May 23, 2015 01:45 GMT  ·  By

The Arch Linux developers informed users today, May 22, about the immediate availability of a critical update for the kernel packages used in the distribution that promises to patch the well-known EXT4 RAID data corruption issue.

Softpedia reported earlier this week that most of the upstream Linux kernel branches were plagued by a data corruption issue caused by delayed and unwritten extents in the EXT4 filesystem, and that several Arch Linux users complained of data loss on RAID setups.
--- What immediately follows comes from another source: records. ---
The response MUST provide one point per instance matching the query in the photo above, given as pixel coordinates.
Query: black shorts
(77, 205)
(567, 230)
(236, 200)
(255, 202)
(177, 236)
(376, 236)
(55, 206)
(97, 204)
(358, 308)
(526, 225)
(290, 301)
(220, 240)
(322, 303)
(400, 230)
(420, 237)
Arch Linux was one of the several distributions affected by the respective data corruption issue that occurred on software RAID 0 arrays with EXT4 file systems mounted with the "discard" option, as it uses Linux kernels from the stable 4.0.x branch, as well as the 3.14.x LTS (Long Term Support) series.

Both Arch Linux's stable kernels were updated on May 22 to Linux kernel 4.0.4 and Linux kernel 3.14.43 LTS, which patch the data corruption problem mentioned above, after numerous users were already affected by the data corruption bug.
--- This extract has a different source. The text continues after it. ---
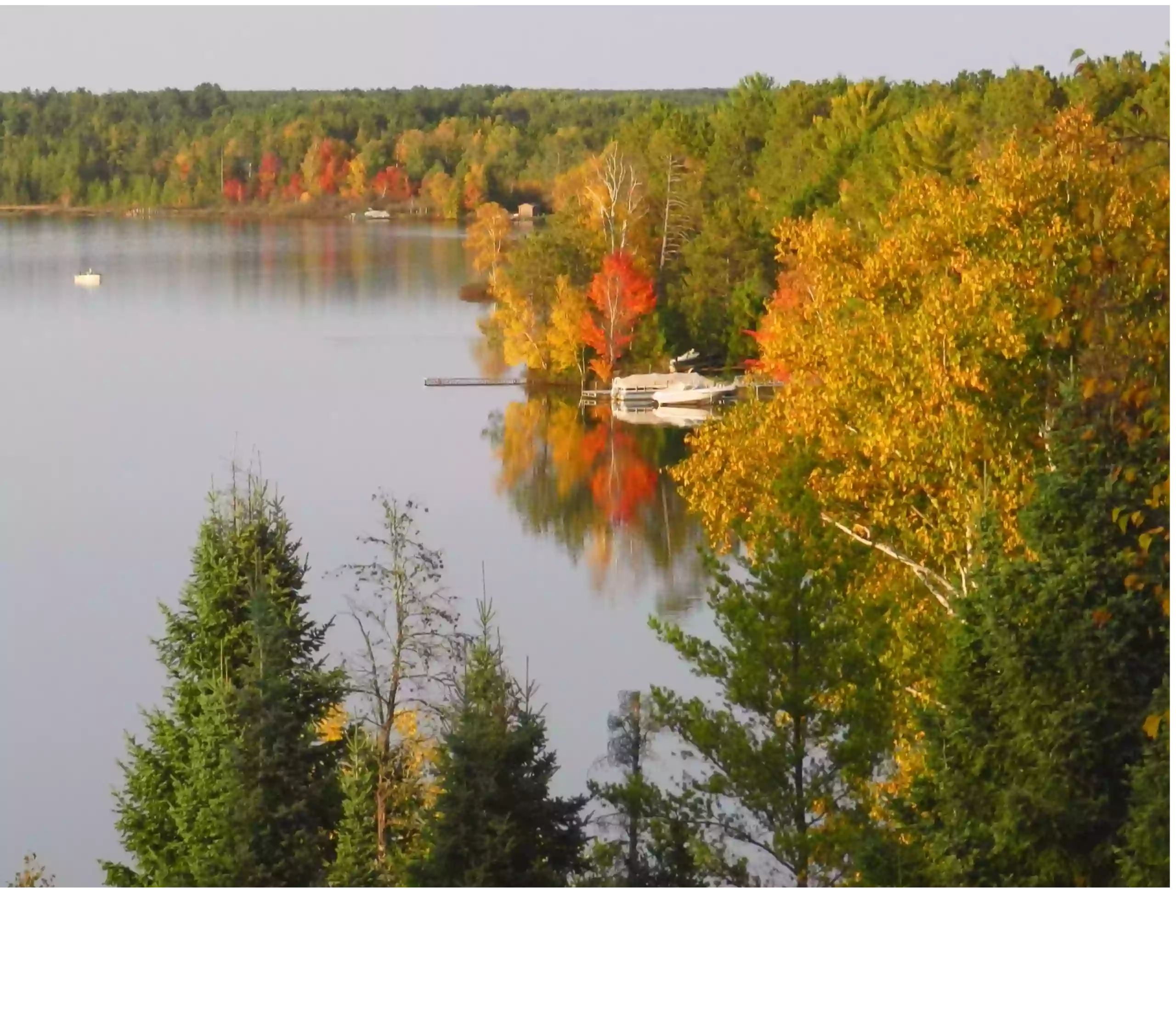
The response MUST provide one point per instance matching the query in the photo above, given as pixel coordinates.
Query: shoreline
(293, 212)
"The issue has been addressed in the linux 4.0.4-2 and linux-lts 3.14.43-2 updates. Due to the nature of the bug, however, it is likely that data corruption has already occurred on systems running the aforementioned kernels," says Evangelos Foutras in the announcement.

Arch Linux users are urged to check the integrity of their file systems

Due to the fact that users who used RAID setups have been affected by the EXT4 data corruption issue for more than two weeks now, the Arch Linux developers urge them to verify the integrity of respective file systems using the "fsck" command or restore from a safe backup.

It is strongly advised that all Arch Linux users update their distributions as soon as possible to the new kernel versions pushed on May 22 in the main software repositories of the rolling-release operating system. It is always a good idea to keep your system(s) up to date!